Ihre Wimmelbilder werden von kleinen und großen Menschen geliebt. Für ihre wundersamen Zeichnungen bekommt die Illustratorin Rotraut Susanne Berner nun den renommierten Hans-Christian Andersen-Preis verliehen.

Stuttgart/München – - Ihre Wimmelbilder und Karlchen-Bücher, ihre „Tollen Hefte“ und Erwachsenen-Illustrationen entstehen an der Isar. Sie lebt in München, doch geboren, aufgewachsen und auch geprägt worden ist Rotraut Susanne Berner in Stuttgart. Ein Gespräch über kindliche Freiheit und Inspiration, über Jugendjahre mit Malstiften, Kirschernten und Wolkenbrüchen auf Streuobstwiesen.
Frau Berner, aus welchen Kammern holen Sie die Poesie, die das, was Sie zu Papier bringen, so stark auszeichnet?

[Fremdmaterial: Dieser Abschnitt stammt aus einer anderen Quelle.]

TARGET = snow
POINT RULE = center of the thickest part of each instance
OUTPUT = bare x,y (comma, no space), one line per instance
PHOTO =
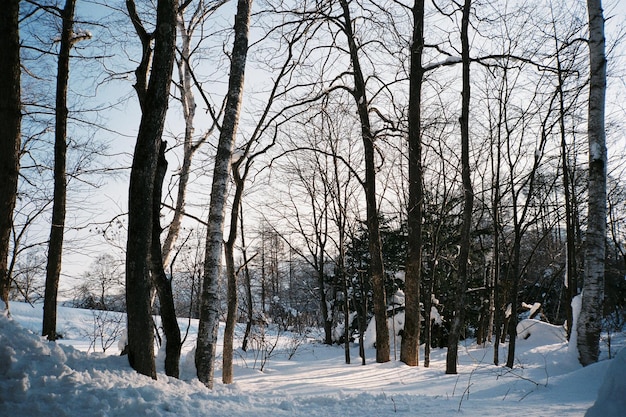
40,378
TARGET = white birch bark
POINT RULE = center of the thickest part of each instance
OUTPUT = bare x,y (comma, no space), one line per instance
590,319
209,303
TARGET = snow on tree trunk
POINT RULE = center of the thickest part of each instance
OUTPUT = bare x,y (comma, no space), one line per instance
57,227
374,244
409,348
209,302
590,320
462,278
10,134
153,97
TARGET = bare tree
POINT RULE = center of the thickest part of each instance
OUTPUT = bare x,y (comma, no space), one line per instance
468,199
359,93
187,30
10,134
590,320
409,353
209,308
154,75
55,246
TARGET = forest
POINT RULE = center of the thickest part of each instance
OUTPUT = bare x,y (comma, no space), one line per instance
428,171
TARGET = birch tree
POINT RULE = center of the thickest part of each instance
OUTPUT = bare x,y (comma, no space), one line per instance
209,304
409,349
468,200
590,319
10,134
55,246
359,93
154,75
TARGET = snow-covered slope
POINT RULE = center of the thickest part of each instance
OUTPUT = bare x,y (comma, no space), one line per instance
39,378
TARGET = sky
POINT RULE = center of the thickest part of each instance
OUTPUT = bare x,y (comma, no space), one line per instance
302,377
110,200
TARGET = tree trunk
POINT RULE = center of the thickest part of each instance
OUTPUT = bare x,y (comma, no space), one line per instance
375,250
55,246
409,349
160,280
231,276
248,283
189,147
10,134
463,272
209,308
590,320
153,98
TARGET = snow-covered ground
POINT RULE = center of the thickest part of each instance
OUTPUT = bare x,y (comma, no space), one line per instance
300,377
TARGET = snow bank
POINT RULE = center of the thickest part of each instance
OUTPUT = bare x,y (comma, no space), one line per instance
612,395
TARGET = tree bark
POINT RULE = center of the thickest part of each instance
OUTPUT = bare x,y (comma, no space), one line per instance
590,320
160,280
189,147
153,98
375,250
10,134
231,276
409,349
463,272
55,246
209,307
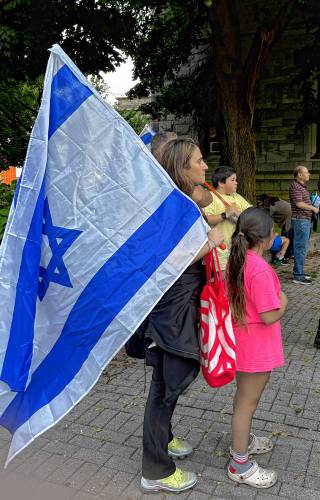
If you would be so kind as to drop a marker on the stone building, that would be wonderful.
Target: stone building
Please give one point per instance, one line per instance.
(278, 106)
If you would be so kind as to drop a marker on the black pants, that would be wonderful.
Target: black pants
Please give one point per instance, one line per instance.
(171, 376)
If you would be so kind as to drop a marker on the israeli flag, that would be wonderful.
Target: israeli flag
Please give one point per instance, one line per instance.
(97, 234)
(146, 135)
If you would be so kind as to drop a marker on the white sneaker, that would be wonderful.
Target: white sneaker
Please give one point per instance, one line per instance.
(256, 476)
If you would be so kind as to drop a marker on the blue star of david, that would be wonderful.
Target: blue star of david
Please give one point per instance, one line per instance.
(60, 239)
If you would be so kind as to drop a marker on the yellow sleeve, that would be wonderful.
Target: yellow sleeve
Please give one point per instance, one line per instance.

Rotraut Berner Foto: Manu Theobald/dpa
Man ist ja aus verschiedenen Befindlichkeiten, Erinnerungen, Kraftquellen zusammengesetzt. Vieles ist auch verschüttet und kommt bei der Arbeit plötzlich hervor, das finde ich immer wieder überraschend. Eine Kraftquelle ist sicher meine Kindheit, die nicht unbeschwert war im engeren Sinn. Aber in dem schwierigen, pietistischen Umfeld, in dem ich aufgewachsen bin und das von der Idee von Strafe und Schuld beherrscht war, hatte ich ein Privileg, das Kinder damals oft hatten: Freiheit. Wir hatten die Zeit, uns ohne Erwachsene, ohne ihre ständigen Kommentare, einfach auszuprobieren. Das ist ein Kapital, das man nicht unterschätzen darf.
Alle Welt liebt den Hasen Karlchen und die Katze Tanja sowie die zahllosen Wesen aus Ihren Wimmelbüchern. Welche Ihrer Kreaturen gefällt Ihnen am besten?

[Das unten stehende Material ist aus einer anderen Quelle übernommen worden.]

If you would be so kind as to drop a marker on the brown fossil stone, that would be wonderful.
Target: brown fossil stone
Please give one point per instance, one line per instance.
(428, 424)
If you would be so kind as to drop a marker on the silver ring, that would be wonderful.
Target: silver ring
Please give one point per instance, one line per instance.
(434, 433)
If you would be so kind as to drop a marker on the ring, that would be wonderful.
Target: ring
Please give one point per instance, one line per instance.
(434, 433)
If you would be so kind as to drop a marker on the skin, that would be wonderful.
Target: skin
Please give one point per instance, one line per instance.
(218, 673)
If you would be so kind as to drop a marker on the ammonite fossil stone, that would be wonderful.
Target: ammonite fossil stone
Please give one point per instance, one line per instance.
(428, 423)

Emotional bin ich wahrscheinlich am nächsten bei Karlchen. Der ist halt so ein Kind, wie ich es zum Teil selber war oder vielleicht auch noch bin. Er ist vielleicht auch das Kind an sich, vielleicht auch das Kind, das ich nicht habe, das mag auch eine Rolle spielen. Er ist das Kind, mit dem ich spreche, ganz konkret in den Karlchen-Geschichten, in denen es kleine Dialoge gibt.

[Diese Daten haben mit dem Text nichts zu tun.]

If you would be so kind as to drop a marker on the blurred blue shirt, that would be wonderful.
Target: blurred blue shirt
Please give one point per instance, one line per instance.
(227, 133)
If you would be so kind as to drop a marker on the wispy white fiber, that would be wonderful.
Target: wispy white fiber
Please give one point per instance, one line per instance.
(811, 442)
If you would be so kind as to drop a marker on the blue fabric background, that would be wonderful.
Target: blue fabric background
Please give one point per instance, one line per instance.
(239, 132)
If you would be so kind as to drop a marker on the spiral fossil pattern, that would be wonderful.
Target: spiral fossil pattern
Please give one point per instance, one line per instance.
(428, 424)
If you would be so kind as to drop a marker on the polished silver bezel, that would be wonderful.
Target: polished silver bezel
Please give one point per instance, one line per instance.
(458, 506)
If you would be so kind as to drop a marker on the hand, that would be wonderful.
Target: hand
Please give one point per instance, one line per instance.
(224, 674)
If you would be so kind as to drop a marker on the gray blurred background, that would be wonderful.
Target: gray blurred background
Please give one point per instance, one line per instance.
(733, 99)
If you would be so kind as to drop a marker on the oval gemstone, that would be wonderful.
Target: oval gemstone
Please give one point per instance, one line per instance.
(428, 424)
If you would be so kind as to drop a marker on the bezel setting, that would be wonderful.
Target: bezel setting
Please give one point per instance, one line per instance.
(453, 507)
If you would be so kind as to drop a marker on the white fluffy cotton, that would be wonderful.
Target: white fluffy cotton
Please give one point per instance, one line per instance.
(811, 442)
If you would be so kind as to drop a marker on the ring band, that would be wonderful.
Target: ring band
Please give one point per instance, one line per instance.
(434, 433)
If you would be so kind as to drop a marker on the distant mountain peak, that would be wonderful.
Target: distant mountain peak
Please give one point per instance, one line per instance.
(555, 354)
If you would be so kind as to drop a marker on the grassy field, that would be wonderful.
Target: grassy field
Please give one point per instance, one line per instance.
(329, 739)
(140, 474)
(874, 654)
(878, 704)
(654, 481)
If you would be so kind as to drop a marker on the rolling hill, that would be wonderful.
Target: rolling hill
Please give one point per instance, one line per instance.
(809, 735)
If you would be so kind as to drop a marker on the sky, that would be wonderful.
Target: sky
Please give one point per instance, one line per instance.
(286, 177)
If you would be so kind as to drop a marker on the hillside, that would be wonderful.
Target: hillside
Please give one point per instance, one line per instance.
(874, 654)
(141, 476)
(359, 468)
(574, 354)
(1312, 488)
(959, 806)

Hatten Sie schon früh das Bedürfnis, sich mit zeichnerischen Mitteln auszudrücken?
Ja, das war aber auch dem geschuldet, dass man sich in den fünfziger Jahren zum Beispiel an einem Regentag an den Tisch gesetzt hat – Spielsachen oder ein Kinderzimmer hatte ich überhaupt nicht – und sich mit Stiften und Papier beschäftigte. Das war, glaube ich in vielen Familien vor dem Einzug des Fernsehens so. Die Ausdrucksform, bevor man schreiben konnte, war das Malen.